Now, it seemed, I was in the same boat. I don’t pretend to be Freud or anyone, but it was clear even to me that this unfortunate young woman had somehow chosen me in much the same way that young Smalls had chosen Sourgrape, investing in me qualities—and now, responsibilities—that were quite out of proportion with my true role. Worse, she had done the same with Leon Mitchell, who, being dead, had attained a status and a romance to which no living person, however saintly, might hope to aspire.
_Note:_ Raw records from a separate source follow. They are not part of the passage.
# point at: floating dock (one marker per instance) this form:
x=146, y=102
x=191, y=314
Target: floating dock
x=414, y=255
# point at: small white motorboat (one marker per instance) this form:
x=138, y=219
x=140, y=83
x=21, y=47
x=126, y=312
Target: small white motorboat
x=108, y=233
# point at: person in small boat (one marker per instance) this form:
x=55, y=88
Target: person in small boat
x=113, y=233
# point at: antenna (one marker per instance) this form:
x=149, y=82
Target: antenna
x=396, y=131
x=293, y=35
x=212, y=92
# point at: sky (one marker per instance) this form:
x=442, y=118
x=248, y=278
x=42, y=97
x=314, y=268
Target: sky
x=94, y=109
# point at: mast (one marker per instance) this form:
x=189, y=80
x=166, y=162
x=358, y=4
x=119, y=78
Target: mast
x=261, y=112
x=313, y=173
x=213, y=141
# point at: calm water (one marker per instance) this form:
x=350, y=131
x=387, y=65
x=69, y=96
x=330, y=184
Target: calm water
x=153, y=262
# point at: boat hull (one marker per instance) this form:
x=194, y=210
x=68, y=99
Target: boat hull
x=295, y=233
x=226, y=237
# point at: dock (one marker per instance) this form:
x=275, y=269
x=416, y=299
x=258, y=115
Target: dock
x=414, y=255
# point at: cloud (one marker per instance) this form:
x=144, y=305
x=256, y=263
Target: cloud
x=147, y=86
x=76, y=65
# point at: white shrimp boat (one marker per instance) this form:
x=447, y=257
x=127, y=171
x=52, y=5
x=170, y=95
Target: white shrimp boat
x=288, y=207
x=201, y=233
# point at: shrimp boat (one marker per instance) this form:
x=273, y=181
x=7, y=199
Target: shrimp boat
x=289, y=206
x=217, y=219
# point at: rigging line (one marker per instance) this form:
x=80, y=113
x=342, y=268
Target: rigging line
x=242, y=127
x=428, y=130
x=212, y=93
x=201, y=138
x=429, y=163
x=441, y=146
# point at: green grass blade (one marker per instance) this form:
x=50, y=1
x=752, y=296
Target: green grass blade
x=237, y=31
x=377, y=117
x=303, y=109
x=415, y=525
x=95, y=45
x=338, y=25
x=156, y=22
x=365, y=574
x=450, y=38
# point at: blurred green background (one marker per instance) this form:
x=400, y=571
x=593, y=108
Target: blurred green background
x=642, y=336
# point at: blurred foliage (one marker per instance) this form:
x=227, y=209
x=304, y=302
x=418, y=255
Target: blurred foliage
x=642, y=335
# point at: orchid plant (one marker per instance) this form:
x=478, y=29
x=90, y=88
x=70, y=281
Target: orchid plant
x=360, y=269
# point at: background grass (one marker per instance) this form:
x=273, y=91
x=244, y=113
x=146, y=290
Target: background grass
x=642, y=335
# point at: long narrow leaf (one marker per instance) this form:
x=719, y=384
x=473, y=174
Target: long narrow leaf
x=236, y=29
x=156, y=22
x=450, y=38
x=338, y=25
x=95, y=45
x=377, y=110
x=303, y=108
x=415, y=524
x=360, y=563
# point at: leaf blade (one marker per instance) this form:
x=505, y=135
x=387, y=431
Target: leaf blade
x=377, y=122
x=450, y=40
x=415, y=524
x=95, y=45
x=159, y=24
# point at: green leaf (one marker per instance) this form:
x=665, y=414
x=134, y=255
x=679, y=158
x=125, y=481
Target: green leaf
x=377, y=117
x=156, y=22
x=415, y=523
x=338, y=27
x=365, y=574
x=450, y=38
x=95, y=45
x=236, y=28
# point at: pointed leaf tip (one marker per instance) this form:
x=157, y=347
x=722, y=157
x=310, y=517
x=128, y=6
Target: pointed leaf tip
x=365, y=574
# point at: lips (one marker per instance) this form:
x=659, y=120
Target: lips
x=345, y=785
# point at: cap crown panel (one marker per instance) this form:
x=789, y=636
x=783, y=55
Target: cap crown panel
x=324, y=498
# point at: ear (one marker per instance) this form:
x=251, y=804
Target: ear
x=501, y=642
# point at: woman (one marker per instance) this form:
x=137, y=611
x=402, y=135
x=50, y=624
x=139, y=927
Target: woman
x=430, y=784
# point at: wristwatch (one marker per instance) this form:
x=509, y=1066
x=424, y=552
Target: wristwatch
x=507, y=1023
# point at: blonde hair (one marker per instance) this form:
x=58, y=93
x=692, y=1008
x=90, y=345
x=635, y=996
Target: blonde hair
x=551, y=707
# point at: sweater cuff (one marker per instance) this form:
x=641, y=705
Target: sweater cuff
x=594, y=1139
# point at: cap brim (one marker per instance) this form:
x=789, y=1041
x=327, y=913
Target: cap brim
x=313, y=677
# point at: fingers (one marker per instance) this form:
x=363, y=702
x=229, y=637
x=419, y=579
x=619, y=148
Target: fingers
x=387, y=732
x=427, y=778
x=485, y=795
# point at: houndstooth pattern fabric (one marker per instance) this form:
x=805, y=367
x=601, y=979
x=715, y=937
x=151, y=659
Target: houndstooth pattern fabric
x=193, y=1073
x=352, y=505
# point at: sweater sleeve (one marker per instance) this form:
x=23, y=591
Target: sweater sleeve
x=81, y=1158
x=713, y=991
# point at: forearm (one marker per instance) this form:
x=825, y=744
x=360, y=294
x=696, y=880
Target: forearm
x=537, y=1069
Between us, there could be no contest. After all, what victory can there ever be in a battle with the dead?
Still, remained that irritation. It was the waste, you see, that troubled me; the confounded waste. Miss Dare was young, bright, talented; there should have been a bright, promising life stretching out ahead of her. Instead she had chosen to shackle herself, like some old Centurion, to the wreck of St. Oswald’s; to the gilded figurehead of Leon Mitchell, of all people, a boy remarkable only by his essential mediocrity and the stupid squandering of his young life.
I tried to say so, but she wasn’t listening. “He would have been somebody,” she said in a stubborn voice. “Leon was special. Different. Clever. He was a free spirit. He didn’t play to the normal rules. People would have remembered him.”